En second lieu, cette politique européenne ne peut avoir pour corollaire le transfert des responsabilités de l’État français vis-à-vis de l’UE. Pour être clair, il ne s’agit pas de mettre en avant une mobilisation des moyens de l’UE pour justifier d’un désengagement de l’État français. Les derniers échanges avec le Gouvernement ne sont pas rassurants sur ce point.

S’opposer à une marchandisation abusive et illégale »

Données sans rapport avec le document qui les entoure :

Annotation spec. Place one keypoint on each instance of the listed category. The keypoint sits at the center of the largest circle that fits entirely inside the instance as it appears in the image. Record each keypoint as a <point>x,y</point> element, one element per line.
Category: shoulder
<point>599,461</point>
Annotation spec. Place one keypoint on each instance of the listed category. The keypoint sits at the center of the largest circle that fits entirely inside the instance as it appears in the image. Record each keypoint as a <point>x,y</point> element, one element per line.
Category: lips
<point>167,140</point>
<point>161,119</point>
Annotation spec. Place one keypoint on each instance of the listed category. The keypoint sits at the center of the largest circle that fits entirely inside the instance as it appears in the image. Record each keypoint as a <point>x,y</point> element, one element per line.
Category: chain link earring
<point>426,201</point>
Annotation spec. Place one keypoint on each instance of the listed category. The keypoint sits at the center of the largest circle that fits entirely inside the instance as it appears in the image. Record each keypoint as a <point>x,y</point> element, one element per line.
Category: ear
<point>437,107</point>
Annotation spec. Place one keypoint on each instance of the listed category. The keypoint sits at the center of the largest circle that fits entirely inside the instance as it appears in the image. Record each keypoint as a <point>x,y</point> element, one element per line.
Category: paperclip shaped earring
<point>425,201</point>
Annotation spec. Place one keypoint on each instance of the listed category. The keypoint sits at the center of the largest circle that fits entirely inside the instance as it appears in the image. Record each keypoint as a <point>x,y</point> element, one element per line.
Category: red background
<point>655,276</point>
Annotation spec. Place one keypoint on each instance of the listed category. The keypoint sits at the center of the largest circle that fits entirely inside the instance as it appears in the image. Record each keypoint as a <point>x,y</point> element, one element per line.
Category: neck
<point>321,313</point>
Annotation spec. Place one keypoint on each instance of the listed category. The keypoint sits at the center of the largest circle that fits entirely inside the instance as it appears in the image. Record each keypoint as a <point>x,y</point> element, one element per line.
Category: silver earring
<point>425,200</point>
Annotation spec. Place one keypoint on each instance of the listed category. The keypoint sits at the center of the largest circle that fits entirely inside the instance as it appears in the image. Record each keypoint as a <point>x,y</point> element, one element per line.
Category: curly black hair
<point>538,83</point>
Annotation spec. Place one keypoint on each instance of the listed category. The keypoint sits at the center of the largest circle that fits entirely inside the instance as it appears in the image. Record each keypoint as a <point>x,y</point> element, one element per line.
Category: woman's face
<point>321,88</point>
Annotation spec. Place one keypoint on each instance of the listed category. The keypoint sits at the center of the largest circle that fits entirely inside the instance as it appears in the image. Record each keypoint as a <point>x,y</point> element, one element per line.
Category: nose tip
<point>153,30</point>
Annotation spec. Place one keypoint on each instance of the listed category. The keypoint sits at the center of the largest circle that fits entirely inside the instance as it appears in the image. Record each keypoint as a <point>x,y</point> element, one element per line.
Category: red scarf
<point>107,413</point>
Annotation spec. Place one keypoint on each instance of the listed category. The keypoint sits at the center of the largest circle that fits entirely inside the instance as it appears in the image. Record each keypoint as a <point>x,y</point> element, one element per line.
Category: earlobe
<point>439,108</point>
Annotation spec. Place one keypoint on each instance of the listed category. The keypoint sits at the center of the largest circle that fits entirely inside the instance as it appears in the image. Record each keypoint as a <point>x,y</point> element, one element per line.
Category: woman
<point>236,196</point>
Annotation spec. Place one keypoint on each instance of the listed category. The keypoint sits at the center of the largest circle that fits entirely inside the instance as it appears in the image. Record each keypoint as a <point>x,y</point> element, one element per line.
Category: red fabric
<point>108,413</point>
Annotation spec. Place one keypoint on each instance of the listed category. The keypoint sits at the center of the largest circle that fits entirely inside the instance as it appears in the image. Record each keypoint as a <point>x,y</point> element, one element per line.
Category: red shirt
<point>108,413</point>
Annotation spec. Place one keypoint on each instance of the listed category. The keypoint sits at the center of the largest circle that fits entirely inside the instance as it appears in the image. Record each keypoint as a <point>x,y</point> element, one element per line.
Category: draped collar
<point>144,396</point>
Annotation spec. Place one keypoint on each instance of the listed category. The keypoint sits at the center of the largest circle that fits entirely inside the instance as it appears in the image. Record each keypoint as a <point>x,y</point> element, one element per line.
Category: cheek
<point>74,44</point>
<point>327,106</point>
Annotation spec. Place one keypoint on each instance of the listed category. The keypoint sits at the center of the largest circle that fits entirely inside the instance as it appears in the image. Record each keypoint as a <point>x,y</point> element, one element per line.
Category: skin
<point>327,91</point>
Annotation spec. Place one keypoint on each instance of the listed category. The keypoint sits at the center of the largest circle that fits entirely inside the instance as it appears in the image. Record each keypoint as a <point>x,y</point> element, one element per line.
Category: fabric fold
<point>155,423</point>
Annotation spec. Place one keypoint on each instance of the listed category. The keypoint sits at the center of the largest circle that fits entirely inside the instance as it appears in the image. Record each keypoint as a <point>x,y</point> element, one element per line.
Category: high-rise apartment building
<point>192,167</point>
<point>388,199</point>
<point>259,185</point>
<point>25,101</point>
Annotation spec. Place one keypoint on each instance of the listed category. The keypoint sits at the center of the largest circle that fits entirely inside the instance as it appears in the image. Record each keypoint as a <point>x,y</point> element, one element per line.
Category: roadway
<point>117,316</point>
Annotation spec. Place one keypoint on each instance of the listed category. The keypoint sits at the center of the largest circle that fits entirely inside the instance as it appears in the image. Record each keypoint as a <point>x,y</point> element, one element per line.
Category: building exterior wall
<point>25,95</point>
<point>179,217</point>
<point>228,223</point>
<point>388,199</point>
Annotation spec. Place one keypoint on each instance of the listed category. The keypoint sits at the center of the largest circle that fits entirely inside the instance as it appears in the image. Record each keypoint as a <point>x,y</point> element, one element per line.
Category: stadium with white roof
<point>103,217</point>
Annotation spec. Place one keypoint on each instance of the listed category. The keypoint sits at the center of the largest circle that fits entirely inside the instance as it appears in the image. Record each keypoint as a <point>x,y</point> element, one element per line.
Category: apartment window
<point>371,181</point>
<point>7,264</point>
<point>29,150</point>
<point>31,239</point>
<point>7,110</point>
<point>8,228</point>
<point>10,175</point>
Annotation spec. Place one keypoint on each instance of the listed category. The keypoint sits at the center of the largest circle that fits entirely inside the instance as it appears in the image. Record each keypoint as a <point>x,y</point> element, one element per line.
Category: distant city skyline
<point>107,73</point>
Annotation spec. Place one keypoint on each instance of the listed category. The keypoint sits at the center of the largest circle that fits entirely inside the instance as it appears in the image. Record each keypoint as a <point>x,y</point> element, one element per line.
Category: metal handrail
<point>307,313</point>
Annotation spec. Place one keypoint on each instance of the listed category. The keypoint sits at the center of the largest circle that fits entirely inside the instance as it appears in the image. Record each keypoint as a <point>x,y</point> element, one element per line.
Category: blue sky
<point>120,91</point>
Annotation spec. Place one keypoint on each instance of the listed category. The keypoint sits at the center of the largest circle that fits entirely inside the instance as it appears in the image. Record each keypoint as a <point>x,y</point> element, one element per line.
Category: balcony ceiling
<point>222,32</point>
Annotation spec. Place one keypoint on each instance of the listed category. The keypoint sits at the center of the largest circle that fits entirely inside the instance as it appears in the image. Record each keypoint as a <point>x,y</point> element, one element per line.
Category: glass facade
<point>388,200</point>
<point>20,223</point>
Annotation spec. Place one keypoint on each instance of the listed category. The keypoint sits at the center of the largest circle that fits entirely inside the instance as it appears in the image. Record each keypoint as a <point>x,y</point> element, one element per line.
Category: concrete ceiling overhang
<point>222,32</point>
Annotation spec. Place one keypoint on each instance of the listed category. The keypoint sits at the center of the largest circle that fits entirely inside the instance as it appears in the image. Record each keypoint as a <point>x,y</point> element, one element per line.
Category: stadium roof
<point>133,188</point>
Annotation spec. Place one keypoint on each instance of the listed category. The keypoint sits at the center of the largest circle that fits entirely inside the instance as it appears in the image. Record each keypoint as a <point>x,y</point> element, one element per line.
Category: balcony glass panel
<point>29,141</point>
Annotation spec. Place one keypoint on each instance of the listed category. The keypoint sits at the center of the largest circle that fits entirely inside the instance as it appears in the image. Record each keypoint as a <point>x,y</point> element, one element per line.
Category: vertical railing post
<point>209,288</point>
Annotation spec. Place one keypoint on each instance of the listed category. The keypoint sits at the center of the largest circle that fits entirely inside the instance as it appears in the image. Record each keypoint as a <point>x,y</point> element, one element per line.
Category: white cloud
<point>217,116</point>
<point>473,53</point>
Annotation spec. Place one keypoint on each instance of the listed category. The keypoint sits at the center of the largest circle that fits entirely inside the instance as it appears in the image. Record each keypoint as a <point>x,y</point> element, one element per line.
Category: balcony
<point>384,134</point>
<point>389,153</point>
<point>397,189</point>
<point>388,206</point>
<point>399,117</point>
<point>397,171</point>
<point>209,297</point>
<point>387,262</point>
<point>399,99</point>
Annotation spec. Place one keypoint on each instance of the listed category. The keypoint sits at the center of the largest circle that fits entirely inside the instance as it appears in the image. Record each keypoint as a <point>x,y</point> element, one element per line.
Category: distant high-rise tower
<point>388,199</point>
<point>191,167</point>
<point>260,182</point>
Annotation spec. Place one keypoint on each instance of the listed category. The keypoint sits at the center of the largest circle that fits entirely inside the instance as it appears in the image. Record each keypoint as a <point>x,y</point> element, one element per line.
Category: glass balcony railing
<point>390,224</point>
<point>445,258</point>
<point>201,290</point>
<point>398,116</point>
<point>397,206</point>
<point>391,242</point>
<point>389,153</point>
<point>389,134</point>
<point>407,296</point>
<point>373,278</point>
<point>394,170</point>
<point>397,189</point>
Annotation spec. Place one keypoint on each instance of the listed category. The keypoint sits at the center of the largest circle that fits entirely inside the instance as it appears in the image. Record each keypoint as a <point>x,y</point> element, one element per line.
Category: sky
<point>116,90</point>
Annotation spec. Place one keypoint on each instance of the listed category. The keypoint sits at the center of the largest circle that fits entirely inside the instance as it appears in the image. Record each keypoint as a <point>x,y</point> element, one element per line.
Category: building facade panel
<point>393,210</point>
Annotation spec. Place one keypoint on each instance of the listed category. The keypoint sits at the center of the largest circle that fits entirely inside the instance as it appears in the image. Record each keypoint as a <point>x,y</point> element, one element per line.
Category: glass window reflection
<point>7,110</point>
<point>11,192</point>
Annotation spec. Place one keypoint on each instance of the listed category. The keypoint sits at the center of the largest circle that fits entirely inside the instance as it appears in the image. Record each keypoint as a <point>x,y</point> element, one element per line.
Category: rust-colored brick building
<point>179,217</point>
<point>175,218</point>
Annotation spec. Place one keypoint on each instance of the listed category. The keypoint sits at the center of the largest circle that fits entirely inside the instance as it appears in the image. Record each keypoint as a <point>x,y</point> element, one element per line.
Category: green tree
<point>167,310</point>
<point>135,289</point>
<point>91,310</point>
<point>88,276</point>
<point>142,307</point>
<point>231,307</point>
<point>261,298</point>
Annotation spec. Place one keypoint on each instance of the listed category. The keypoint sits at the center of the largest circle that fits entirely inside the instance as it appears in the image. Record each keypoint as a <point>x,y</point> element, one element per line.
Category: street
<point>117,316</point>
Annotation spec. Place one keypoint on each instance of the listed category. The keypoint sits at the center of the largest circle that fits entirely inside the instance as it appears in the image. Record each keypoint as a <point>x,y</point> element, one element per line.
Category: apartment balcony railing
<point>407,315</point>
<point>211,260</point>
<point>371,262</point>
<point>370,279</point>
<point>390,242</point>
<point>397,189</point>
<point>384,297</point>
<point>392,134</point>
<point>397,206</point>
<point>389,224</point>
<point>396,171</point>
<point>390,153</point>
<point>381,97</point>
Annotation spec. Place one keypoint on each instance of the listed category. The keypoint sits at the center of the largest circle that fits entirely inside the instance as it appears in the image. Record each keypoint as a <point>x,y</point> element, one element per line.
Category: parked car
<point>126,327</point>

Pour être concret, une fois passés ces préalables, un mouvement tel que Soliha est très favorable à une politique volontariste de l’UE pour répondre aux défis qui sont les nôtres. On ne parle pas assez des conséquences démocratiques de l’absence de réponse en matière de logement pour les jeunes qu’ils soient étudiants, en mobilité ou qui souhaitent tout simplement s’installer en famille. Certains territoires sont devenus des « No Go Zones » pour bon nombre de ménages. La situation du Pays basque est malheureusement exemplaire en la matière. Mais il n’est pas le seul. Heureusement des initiatives existent pour s’opposer à une marchandisation abusive et illégale par certains propriétaires de ces zones tendues.

Ainsi l’Europe doit s’engager résolument dans l’approche logement d’abord, de vrais logements abordables au plus grand nombre et bien sûr aux ménages les plus modestes, sans passage obligé par l’étape de l’hébergement. Dans cette perspective européenne, les territoires ultramarins ne doivent pas être oubliés. Cela suppose un investissement européen massif dans la rénovation thermique et l’adaptation des logements. C’est l’ambition de la politique de l’Europe verte au plus près des territoires.

L’autre ambition est celle de l’Europe sociale, elle doit s’assurer de la disponibilité d’une offre de logements économiquement abordables. Il s’agit enfin de lutter contre les discriminations dans l’accès au logement et de prévoir des réponses adaptées pour les personnes réfugiées ou migrantes.

Les quatre propositions opérationnelles de Soliha

Pour conclure, la Fédération Soliha fait quatre propositions opérationnelles.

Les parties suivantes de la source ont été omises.